Coyle out to prove foreign coaches can thrive in MLS

(Reuters) - Scottish manager Owen Coyle, who takes charge of Houston Dynamo this season, believes that with the right approach there is no reason why a foreign manager can’t succeed in Major League Soccer.

Owen Coyle gestures during an Europa League soccer match at Jan Breydel stadium in Bruges September 19, 2013. REUTERS/Laurent Dubrule

Some high-profile foreign flops, including Dutchmen Ruud Gullit and Aron Winter, have added to the perception that a coach must “know the league” to win in MLS.

“Of course there are rules and intricacies - but there are rules in every league and when all is said and done it is eleven versus eleven,” Coyle told Reuters in an interview.

“The game is the same game. If you come in with your eyes open and be respectful of what is going on then you get to understand it.”

With ‘designated players,’ a transfer system unlike any other, a salary cap and collective bargaining agreement, MLS can be baffling for a newcomer from abroad.

Understandably, the complexities of MLS have led most clubs to entrust their head coaching jobs to Americans, often former players in the league, and avoid foreign coaches.

Coyle has been busy learning the rules, helped by Houston’s experienced backroom staff.

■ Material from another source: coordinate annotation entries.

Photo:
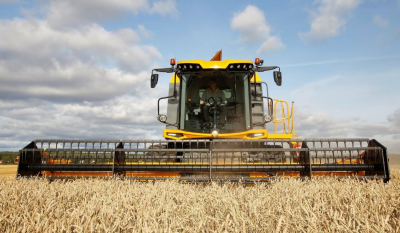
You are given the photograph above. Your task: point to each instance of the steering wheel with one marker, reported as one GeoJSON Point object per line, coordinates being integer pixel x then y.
{"type": "Point", "coordinates": [217, 100]}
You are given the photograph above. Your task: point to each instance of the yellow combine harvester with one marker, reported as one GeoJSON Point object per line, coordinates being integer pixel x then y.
{"type": "Point", "coordinates": [216, 121]}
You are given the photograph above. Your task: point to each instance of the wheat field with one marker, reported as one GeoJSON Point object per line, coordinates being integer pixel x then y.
{"type": "Point", "coordinates": [287, 205]}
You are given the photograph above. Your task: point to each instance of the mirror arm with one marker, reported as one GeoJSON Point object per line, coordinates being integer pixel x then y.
{"type": "Point", "coordinates": [174, 95]}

He believes it is worth investing the time in adjusting to MLS’s sometimes Byzantine rules because he sees the league as one that is growing rapidly into a force within the game.

The former striker visited the United States on pre-season trips while in charge of Burnley and Bolton Wanderers and said he sensed that MLS was on the cusp of a breakthrough.

“I could see that in a few years time that it is going to be one of the big leagues in the world. It is really on the up and up,” said Coyle. “You look at the facilities, the stadiums, they could grace any of the top leagues in the world.”

The Glasgow-born Coyle has spent most of his managerial career in Lancashire where he took Burnley to the Premier League but had a tougher time with Bolton and Wigan Athletic.

Regarded as a strong motivator, Coyle also prides himself on building a connection between a community and the team.

“I was fortunate that with the teams I played with, outwith of the natural team spirit, there was always that feeling of an old-fashioned community,” said Coyle. “I grew up in the Gorbals in Glasgow, a community area where everyone was helping everyone, I think a club should be like that, it should be a family, it should be part of the community.”

“As with at my other clubs, I want the supporters to look and think ‘I have a team that will give everything it has got to entertain and to win the game.’ We want to build a winning team, but one that is pleasing on the eye as well.”

The first major signing Houston made since appointing Coyle was Mexican international striker Erick Torres and the Scotsman is excited about getting the 22-year-old into his team, when he completes his move after the end of the Liga MX season in July.

A natural goal scorer, Torres could also help the Dynamo appeal further to the large Mexican community in Houston.

“The main reason for signing him is that he is such a talented footballer,” said Coyle. “But the fact that he is also a very nice and humble young man, a Mexican international, there is a huge market in Houston that he will appeal to as well.”

There is a genuine enthusiasm about the way Coyle talks about the challenge he faces at Houston and little sign that his swagger has been affected by the setbacks at Bolton and Wigan.

“I am as hungry now as I was at the start to be successful. Having had some success, I want more of it. So it is up to us now, to put something in place, that has longevity and that will serve this club for years to come.”